About Honl Photo
From Digital SLR Photography Magazine
A camera, speedlights, ballistic nylon and a ... sewing machine: this was the basis of photojournalist David Honl's successful range of flash modiﬁers, and it all started in the Iraq war 7 years ago. Inspired? You soon will be...
"When I moved to Istanbul to cover the Iraq war, I took my Speedotron studio system in case I could do any corporate portraits, but hauling all that kit in and out of a taxi quickly made me rethink. I started to mould cardboard snoots for my speedlights to make my lighting more mobile and it worked much better; it lightened my load and gave my portraits creative flexibility. I was surrounded by ballistic nylon in Iraq and its durability was perfect for small flash modiﬁers like snoots and gobo cards, which I secured to speedlights with Velcro. Most of my designs were done when I had downtime in Baghdad and then I sewed them together when I got to Istanbul," recalls David. He found that a lot of the American photojournalists in Turkey at the time started taking an interest in his kit and asked if he could make them a set, too.
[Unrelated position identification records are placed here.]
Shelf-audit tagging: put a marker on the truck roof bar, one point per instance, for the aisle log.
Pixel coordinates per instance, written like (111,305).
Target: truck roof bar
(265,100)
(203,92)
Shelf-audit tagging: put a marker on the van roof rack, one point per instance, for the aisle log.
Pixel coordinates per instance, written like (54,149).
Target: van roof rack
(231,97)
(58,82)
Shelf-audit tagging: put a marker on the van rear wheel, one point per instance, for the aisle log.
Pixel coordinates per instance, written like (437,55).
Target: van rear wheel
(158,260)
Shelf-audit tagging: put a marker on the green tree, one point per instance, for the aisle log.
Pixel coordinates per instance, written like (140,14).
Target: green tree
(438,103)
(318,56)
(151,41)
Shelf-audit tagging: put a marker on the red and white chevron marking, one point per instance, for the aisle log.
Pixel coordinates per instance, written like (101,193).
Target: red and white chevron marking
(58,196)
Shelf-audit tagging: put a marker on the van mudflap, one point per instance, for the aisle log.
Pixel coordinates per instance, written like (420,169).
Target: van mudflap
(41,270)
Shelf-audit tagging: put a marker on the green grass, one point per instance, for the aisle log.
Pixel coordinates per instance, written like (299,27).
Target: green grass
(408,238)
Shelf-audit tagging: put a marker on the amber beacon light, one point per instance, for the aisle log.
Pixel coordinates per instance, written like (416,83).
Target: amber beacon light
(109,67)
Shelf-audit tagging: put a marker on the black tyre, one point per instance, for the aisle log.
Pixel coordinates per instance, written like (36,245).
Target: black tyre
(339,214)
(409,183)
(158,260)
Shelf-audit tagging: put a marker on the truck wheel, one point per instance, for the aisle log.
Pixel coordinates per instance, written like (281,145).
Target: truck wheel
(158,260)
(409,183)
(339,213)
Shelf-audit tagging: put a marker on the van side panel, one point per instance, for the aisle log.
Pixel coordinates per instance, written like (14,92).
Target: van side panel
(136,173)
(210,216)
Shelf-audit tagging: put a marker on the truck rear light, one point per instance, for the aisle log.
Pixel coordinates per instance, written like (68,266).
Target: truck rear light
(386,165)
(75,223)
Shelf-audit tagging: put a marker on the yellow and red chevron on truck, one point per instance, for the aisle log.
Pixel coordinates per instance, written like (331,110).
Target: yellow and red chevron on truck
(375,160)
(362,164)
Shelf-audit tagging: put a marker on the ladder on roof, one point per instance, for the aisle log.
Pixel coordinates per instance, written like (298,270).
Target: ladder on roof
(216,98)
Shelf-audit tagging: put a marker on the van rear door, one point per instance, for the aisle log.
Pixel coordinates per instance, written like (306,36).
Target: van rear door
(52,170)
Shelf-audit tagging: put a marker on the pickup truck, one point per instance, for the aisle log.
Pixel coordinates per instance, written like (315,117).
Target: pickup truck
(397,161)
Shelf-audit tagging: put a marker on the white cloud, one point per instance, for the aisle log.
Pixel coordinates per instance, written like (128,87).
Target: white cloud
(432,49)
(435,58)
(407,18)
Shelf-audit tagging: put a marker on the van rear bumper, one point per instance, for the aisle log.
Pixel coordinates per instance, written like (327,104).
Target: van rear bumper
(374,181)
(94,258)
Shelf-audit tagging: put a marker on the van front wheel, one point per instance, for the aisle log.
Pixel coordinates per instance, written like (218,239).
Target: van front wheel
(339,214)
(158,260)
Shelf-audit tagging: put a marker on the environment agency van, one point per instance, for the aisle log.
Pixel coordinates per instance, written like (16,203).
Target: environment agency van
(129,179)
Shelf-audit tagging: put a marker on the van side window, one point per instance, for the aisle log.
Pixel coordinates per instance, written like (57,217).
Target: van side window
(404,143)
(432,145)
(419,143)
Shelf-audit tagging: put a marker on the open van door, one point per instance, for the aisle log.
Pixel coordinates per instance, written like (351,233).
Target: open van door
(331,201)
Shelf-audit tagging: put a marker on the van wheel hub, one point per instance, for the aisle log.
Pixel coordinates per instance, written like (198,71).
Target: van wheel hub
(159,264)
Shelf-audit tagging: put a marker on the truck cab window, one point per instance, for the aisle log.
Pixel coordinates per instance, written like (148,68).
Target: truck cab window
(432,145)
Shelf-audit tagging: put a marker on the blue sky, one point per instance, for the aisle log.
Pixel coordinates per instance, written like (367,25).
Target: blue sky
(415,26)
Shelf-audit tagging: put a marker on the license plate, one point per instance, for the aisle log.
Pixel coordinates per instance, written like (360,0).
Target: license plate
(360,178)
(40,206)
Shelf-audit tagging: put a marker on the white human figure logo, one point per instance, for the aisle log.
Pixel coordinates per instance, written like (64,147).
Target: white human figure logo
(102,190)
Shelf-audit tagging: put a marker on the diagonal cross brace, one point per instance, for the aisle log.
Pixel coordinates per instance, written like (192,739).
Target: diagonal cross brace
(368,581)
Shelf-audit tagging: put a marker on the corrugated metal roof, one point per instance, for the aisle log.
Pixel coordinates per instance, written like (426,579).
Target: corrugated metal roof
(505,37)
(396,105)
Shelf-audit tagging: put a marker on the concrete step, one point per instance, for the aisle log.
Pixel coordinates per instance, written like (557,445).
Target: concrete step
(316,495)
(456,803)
One thing led to another and it quickly spread to the professional community in the US. Within a couple of months, he had a sewing contractor in the States and his father was shipping the products. It was almost an overnight success and once websites like Strobist.com got hold of the products, demand escalated, requiring him to move back to the US quickly to manage the burgeoning business. "A lot of my success, I believe, came from testing the products with photographers before making any investment," adds David. "I would never recommend, if you believe you have a good idea, to make 1,000 pieces and hope they sell. You have to test the market and that's easy with the internet to help spread the word."